Attentats de Bruxelles : comment l'extrême droite a-t-elle pu perturber le rassemblement pacifique ?

Attentats de Bruxelles : comment l'extrême droite a-t-elle pu perturber le rassemblement pacifique ?

SCANDALE - L'irruption, dimanche, de militants d'extrême droite, place de la Bourse, dans le rassemblement pacifique en hommage aux victimes des attentats de Bruxelles, provoque une forte émotion en Belgique. Que s'est-il réellement passé ? Eléments de réponse.

Que s'est-il passé samedi à Bruxelles pendant l'hommage rendu aux victimes des attentats ? Alors que de nombreux citoyens se recueillaient dans le calme place de la Bourse face au mémorial qui avait été spontanément érigé, des centaines de militants d'extrême droite, qui se sont présentés eux-mêmes comme des "hooligans", ont pris d'assaut ce rassemblement pacifique, en scandant des slogans racistes et nationalistes. En trois questions, metronews revient sur cette irruption qui a choqué.

 Qui sont les manifestants qui ont envahi la place ? 
Ceux qui se sont présentés eux-mêmes comme des "hooligans" se sont rassemblés dans un premier temps sous la bannière du football. Selon plusieurs témoignages dans leurs rangs, ils sont tous des fans de clubs de foot de la capitale belge ou de ses environs. Selon un témoignage recueilli par Le Monde , plusieurs supporters ont quitté le cortège quand ils ont découvert la teneur des slogans criés.

Comment sont-ils venus à Bruxelles ? 
Sur ce point, c'est le bourgmestre de Vilvorde, ville frontalière de Bruxelles, qui apporte la réponse. C'est de sa commune que sont partis les 450 militants qui ont perturbé l'hommage.
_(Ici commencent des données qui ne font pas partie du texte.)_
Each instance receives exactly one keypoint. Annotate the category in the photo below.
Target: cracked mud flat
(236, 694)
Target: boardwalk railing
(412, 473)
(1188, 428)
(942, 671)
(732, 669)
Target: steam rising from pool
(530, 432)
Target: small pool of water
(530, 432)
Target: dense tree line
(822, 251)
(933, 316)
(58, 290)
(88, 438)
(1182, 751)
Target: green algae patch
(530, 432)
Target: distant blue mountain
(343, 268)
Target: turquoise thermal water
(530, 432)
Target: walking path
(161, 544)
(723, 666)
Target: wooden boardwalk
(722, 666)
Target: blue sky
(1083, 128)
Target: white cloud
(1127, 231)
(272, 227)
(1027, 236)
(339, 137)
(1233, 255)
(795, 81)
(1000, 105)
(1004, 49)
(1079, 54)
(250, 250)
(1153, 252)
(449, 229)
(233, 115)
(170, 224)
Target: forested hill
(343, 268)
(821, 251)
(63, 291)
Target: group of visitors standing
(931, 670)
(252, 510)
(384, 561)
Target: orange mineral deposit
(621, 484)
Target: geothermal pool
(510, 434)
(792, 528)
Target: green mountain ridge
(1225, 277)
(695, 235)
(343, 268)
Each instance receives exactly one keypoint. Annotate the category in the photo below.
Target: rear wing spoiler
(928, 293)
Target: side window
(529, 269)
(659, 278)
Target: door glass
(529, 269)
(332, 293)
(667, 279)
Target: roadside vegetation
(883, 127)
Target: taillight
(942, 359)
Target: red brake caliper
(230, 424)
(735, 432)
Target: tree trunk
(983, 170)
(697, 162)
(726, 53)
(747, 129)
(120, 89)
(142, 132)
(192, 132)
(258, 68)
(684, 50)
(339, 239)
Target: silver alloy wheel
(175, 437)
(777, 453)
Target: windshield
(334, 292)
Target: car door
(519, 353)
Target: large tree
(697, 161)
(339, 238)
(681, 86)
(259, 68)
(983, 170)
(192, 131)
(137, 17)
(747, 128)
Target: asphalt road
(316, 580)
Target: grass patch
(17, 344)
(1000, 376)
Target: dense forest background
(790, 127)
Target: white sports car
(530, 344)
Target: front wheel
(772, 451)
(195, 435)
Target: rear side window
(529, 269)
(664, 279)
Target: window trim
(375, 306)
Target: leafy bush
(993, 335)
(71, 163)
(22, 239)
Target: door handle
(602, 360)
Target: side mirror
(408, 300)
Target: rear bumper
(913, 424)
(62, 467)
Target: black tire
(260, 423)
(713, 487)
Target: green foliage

Cité par Le Soir, Hans Bonte a déclaré qu'il avait autorisé ces manifestants à embarquer pour Bruxelles "pour éviter de les énerver". Les 450 perturbateurs sont alors descendus en gare du Nord avant de rejoindre la place de la Bourse à pied.

 Quelle est la responsabilité de la police ?
La question est sur toutes les lèvres en Belgique. Comment, alors qu'une manifestation pacifique avait été interdite pour des raisons de sécurité, 450 personnes ont-elles pu accéder à la place de la Bourse, située en plein centre de Bruxelles ? Selon plusieurs témoignages recueillis sur place, la police bruxelloise aurait accompagné le cortège depuis la gare du Nord jusqu'à la place de la Bourse. Une démarche qui indigne : "On a annulé la marche contre la peur et eux, on les a laissé passer. Il y a quand même quelqu’un qui savait qu’ils allaient venir. On nous demande de rentrer et eux, on leur laisse la place", s'est emportée une jeune femme interrogée par RTL Belgique .

"Nous avons été prévenus hier par la sûreté de leur venue possible et je constate que rien n’a été fait pour les empêcher de s’y rendre", a déclaré de son côté le maire de Bruxelles, Yvan Mayeur. Le ministère de l'Intérieur belge a-t-il failli ? C'est en tout cas ce que reproche l'édile au ministre de tutelle, Jan Jambon, arguant que ni la police de Vilvorde, ni la police ferroviaire, ni la police belge, n'ont agi pour empêcher l'arrivée des militants d'extrême droite sur place.